Background of Accuracy Tuning

After the ported model is trained on Ascend AI Processor (NPU for short) and functions properly, the accuracy may not meet the requirements or the convergence effect may be poor. When the ported model is executed on Ascend AI Processor, the problems that may be encountered include but are not limited to the following:

  • The loss curve differs greatly from that of the benchmark model.
  • The validation accuracy differs greatly from that of the benchmark model.

These accuracy issues are difficult to locate due to the following reasons:

  • The training is completed without exceptions.
  • No warning or error is recorded in logs.
  • The differences are found only when compared with the benchmark model.

This section provides guidance for you to tune the accuracy.

Accuracy Tuning Analysis

The possible causes of accuracy issues are as follows:

  1. Bad benchmark model
  2. Improper model porting
  3. Operator accuracy errors

The following flowchart summarizes the workflow for accuracy tuning with the possible causes highlighted.

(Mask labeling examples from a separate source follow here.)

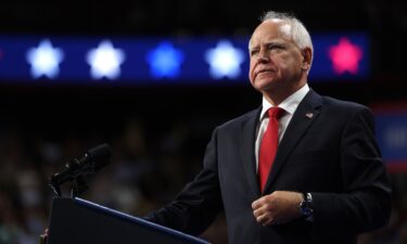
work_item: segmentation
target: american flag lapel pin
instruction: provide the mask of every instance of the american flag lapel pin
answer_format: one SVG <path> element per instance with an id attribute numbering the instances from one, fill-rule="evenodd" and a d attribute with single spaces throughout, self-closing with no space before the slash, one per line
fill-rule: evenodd
<path id="1" fill-rule="evenodd" d="M 307 117 L 307 118 L 311 118 L 313 116 L 314 116 L 313 113 L 306 113 L 306 114 L 305 114 L 305 117 Z"/>

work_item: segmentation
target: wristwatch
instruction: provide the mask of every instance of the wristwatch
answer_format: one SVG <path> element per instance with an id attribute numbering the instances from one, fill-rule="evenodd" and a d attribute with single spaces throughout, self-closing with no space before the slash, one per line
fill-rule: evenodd
<path id="1" fill-rule="evenodd" d="M 309 192 L 303 193 L 303 200 L 300 203 L 300 210 L 305 218 L 313 216 L 313 195 Z"/>

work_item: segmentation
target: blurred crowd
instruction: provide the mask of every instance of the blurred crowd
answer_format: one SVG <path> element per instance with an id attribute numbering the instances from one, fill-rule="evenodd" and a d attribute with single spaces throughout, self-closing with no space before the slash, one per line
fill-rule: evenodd
<path id="1" fill-rule="evenodd" d="M 122 128 L 103 137 L 92 131 L 62 137 L 26 131 L 12 125 L 0 129 L 0 244 L 34 244 L 48 227 L 53 193 L 48 179 L 86 150 L 109 143 L 112 163 L 87 178 L 82 198 L 133 215 L 144 216 L 170 201 L 200 170 L 205 144 L 217 119 L 154 123 L 128 118 Z M 211 121 L 212 120 L 212 121 Z M 199 121 L 199 123 L 198 123 Z M 211 121 L 211 123 L 208 123 Z M 360 236 L 360 244 L 407 243 L 407 182 L 392 174 L 393 215 L 386 228 Z M 63 195 L 69 195 L 69 183 Z M 226 244 L 226 223 L 217 218 L 202 237 Z"/>

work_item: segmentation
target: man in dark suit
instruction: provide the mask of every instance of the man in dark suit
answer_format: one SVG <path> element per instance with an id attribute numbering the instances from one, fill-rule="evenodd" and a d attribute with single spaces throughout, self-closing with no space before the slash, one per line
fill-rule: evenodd
<path id="1" fill-rule="evenodd" d="M 147 218 L 200 234 L 225 211 L 231 244 L 352 244 L 386 224 L 370 111 L 309 89 L 313 43 L 297 18 L 268 12 L 249 46 L 262 106 L 217 127 L 202 171 Z"/>

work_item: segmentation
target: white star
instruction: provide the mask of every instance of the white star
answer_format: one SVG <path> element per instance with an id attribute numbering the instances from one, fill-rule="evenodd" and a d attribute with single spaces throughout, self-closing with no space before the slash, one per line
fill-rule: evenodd
<path id="1" fill-rule="evenodd" d="M 227 41 L 221 40 L 216 48 L 205 53 L 206 62 L 209 63 L 209 73 L 213 78 L 228 77 L 238 78 L 241 73 L 240 65 L 244 61 L 244 52 Z"/>
<path id="2" fill-rule="evenodd" d="M 120 64 L 125 61 L 125 53 L 120 49 L 113 48 L 109 40 L 100 42 L 99 47 L 87 54 L 90 74 L 93 79 L 103 77 L 115 79 L 120 75 Z"/>
<path id="3" fill-rule="evenodd" d="M 53 48 L 49 40 L 42 40 L 38 48 L 30 48 L 26 54 L 27 62 L 31 65 L 34 78 L 47 76 L 53 79 L 60 73 L 60 63 L 64 59 L 61 49 Z"/>

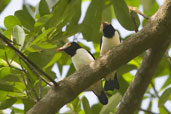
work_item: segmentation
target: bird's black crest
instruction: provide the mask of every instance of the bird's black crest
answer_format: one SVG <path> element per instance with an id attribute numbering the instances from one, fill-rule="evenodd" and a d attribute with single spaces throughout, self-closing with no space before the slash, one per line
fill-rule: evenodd
<path id="1" fill-rule="evenodd" d="M 108 103 L 108 98 L 106 97 L 104 91 L 101 91 L 100 96 L 98 96 L 100 103 L 106 105 Z"/>
<path id="2" fill-rule="evenodd" d="M 76 42 L 71 42 L 71 46 L 66 48 L 64 51 L 69 54 L 71 57 L 75 55 L 77 49 L 81 48 Z"/>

Table 1 Main steps of accuracy tuning

No.

Step

Description

1

Pre-tuning Check

Check the following items before accuracy tuning:

  • Unported script: Check that the benchmark model is qualified.
  • Ported script: Check that no errors occur during model porting.

2

One-Click Accuracy Analyzer Deployment

Before accuracy tuning, install One-Click Accuracy Analyzer on your training NPU.

3

Floating-Point Exception Detection

At network run time, floating-point exceptions happen from time to time. That is, the loss scale decreases many times or directly to 1. In this case, analyze the overflow and underflow data to determine the problem source.

4

Fusion Exception Detection

At network run time, the system fuses operators according to built-in fusion patterns for better network performance. As most fusions are proceeded automatically, it is possible that your model contains an operator that is not yet covered by the fusion implementations, which impacts model accuracy. You can disable fusion to determine whether the problem happens in operator fusion phase.

5

Network Accuracy Comparison

If the accuracy problem does not happen in the steps above, dump the compute result of each operator during the training process and compare the dump data with that of each benchmark operator (such as the TensorFlow equivalents) to quickly spot the faulty operators.

6

Random Error Detection

At network run time, the calculation with the same inputs may produce different outputs. If such random errors happen, you can perform training twice, collect the compute result (that is, dump data) of each operator, and compare the data to quickly locate the fishy operator layer that causes the errors.